Después de beber el té en la cama como una gitana, comenzó el letargo en la fascinación de disponer de tiempo para escribir The murder of Roger Ackroyd bajo la luz de las lámparas que agigantaba mi sombra, y cuando me sentí atrapada en la fisura entre el sueño y la vigilia, dejé de escribir y escuché música de cuerdas.

Me asomé a la ventana, lista para ver algo extraordinario, y lo vi. Era una barca navegando por el Mgoun, no sólo era oscura, sino que podría decir que carecía por completo de color, y sin embargo, sus velas me cegaban.

De una manera extraña podía escucharlo hablar en Tifinagh en un anacrónico Valle de las Rosas, como si su presencia volara sobre mí en círculos cada vez más estrechos.

Las fogatas de la caravana esperan en Seddrat, y los djinns me traen en la barca de madera negra con velas de lino.

Sobre la nave vi dos filas de atriles con antorchas que pintaron la irrealidad con trazos ardientes, mientras un gigante oscuro tañía un instrumento de cuerdas sin tocarlas.

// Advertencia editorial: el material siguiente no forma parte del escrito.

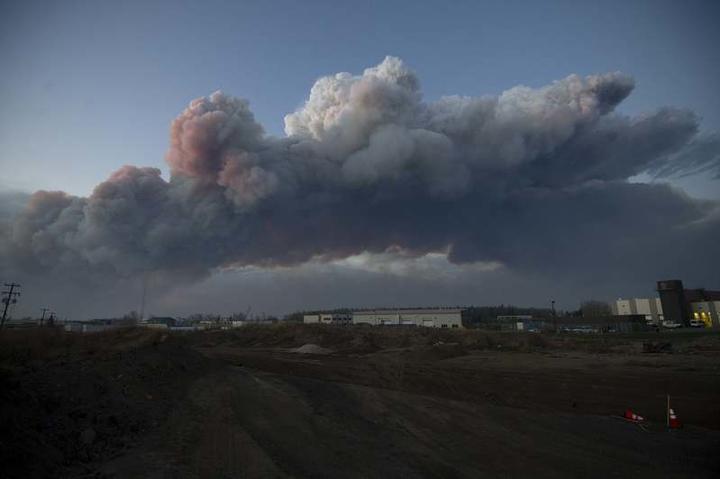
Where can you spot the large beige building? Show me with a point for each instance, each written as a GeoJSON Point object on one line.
{"type": "Point", "coordinates": [650, 308]}
{"type": "Point", "coordinates": [328, 318]}
{"type": "Point", "coordinates": [431, 318]}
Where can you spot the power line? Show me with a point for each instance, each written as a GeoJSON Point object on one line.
{"type": "Point", "coordinates": [42, 319]}
{"type": "Point", "coordinates": [10, 295]}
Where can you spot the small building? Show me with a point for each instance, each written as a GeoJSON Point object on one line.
{"type": "Point", "coordinates": [328, 318]}
{"type": "Point", "coordinates": [649, 308]}
{"type": "Point", "coordinates": [706, 311]}
{"type": "Point", "coordinates": [675, 304]}
{"type": "Point", "coordinates": [429, 318]}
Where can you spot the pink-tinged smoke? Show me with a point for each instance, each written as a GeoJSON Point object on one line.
{"type": "Point", "coordinates": [532, 179]}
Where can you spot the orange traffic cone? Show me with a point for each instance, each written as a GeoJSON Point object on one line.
{"type": "Point", "coordinates": [673, 421]}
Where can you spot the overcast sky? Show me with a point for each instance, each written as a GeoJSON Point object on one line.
{"type": "Point", "coordinates": [90, 86]}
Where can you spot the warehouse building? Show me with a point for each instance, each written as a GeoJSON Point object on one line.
{"type": "Point", "coordinates": [328, 318]}
{"type": "Point", "coordinates": [675, 304]}
{"type": "Point", "coordinates": [430, 318]}
{"type": "Point", "coordinates": [649, 308]}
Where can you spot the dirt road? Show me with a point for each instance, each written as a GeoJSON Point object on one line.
{"type": "Point", "coordinates": [426, 408]}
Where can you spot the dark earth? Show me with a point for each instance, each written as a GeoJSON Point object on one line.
{"type": "Point", "coordinates": [293, 400]}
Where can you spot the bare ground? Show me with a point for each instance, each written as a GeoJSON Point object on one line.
{"type": "Point", "coordinates": [369, 403]}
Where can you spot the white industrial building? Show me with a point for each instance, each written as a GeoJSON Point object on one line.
{"type": "Point", "coordinates": [328, 318]}
{"type": "Point", "coordinates": [650, 308]}
{"type": "Point", "coordinates": [431, 318]}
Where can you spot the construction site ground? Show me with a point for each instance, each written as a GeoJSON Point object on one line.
{"type": "Point", "coordinates": [322, 401]}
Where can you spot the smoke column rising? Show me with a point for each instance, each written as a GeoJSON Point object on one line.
{"type": "Point", "coordinates": [532, 179]}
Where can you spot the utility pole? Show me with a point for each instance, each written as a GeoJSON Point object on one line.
{"type": "Point", "coordinates": [10, 295]}
{"type": "Point", "coordinates": [42, 319]}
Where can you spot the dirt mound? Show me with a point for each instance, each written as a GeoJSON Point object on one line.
{"type": "Point", "coordinates": [311, 349]}
{"type": "Point", "coordinates": [69, 400]}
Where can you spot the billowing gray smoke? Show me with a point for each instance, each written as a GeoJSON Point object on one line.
{"type": "Point", "coordinates": [535, 179]}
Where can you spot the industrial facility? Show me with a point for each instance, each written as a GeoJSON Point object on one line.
{"type": "Point", "coordinates": [430, 318]}
{"type": "Point", "coordinates": [675, 306]}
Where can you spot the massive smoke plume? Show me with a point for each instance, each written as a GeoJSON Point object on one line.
{"type": "Point", "coordinates": [533, 179]}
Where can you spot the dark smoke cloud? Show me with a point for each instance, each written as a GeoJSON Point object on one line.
{"type": "Point", "coordinates": [535, 179]}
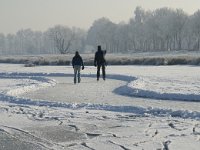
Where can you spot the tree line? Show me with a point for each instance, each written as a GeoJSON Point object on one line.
{"type": "Point", "coordinates": [163, 29]}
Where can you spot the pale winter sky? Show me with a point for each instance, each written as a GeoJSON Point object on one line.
{"type": "Point", "coordinates": [42, 14]}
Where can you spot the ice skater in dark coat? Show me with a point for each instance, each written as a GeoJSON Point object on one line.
{"type": "Point", "coordinates": [100, 62]}
{"type": "Point", "coordinates": [77, 62]}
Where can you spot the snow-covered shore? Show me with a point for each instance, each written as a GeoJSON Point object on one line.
{"type": "Point", "coordinates": [137, 107]}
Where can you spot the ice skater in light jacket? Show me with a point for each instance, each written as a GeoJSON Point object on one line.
{"type": "Point", "coordinates": [77, 63]}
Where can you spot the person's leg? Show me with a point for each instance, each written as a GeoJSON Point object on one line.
{"type": "Point", "coordinates": [75, 74]}
{"type": "Point", "coordinates": [104, 71]}
{"type": "Point", "coordinates": [79, 74]}
{"type": "Point", "coordinates": [98, 72]}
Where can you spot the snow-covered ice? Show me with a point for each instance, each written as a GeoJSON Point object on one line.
{"type": "Point", "coordinates": [137, 107]}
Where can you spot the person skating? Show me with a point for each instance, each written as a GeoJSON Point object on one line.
{"type": "Point", "coordinates": [77, 63]}
{"type": "Point", "coordinates": [100, 62]}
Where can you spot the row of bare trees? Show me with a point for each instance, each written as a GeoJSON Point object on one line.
{"type": "Point", "coordinates": [59, 39]}
{"type": "Point", "coordinates": [163, 29]}
{"type": "Point", "coordinates": [160, 30]}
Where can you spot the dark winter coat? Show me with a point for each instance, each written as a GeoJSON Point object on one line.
{"type": "Point", "coordinates": [77, 61]}
{"type": "Point", "coordinates": [99, 58]}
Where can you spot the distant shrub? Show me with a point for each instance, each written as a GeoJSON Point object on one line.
{"type": "Point", "coordinates": [177, 61]}
{"type": "Point", "coordinates": [29, 65]}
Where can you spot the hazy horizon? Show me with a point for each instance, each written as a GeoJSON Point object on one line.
{"type": "Point", "coordinates": [40, 15]}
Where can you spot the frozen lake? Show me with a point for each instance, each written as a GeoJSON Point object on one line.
{"type": "Point", "coordinates": [166, 99]}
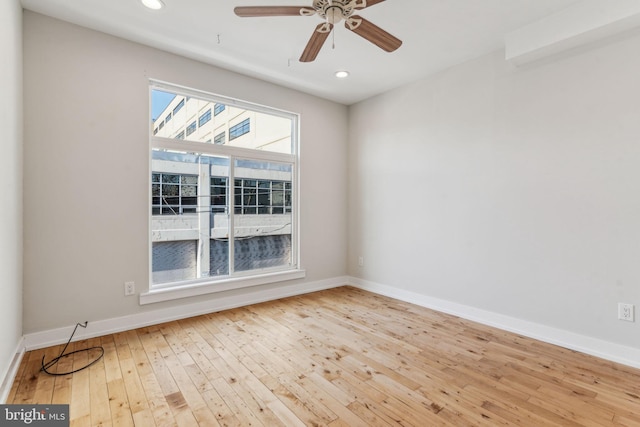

Sobre el puente, diez estrellas de fuego, una por cada siglo sin tocarte desnuda, así sabrás que soy yo quien hace brotar sonidos de vino en la copa eterna de tu boca.

La barca avanzaba hacia el embarcadero, suspendida y estable sobre su ruta líquida.

Entonces lo vi tan cerca.

Los ojos sombríos del bereber eran los de un ave dominando rutas del desierto y atravesaron abismos de tiempo para reunirse con los míos, entonces recordé los ojos crueles de mi marido, resbalando por los pechos de la Señorita Smith mientras jugaban golf en el club y pensé que en realidad no me importaría nada si el Señor Christie decidía continuar con su amante.

A las cinco de la tarde del 13 de diciembre di los últimos toques a la novela, organicé mi equipaje y abandoné la habitación para acomodarme en una poltrona del lobby a leer The Times de dos días antes, lo abrí en la página de anuncios y leí satisfecha:

“Amigos y parientes de Aura Smith, contactar con ella en Hotel Morocco”.

A la hora de la cena Archie Christie ingresó al comedor del Morocco y se quedó mirándome perplejo.

—May I sit with you, madam? —me preguntó, recuperando su sangre fría habitual.

Lo miré un instante sin verlo y le dije que sí, y a decir verdad, no fue grande el esfuerzo que hice por simular el olvido, mientras aún sentía el perfume africano del bereber navegando a ultranza entre mis pechos.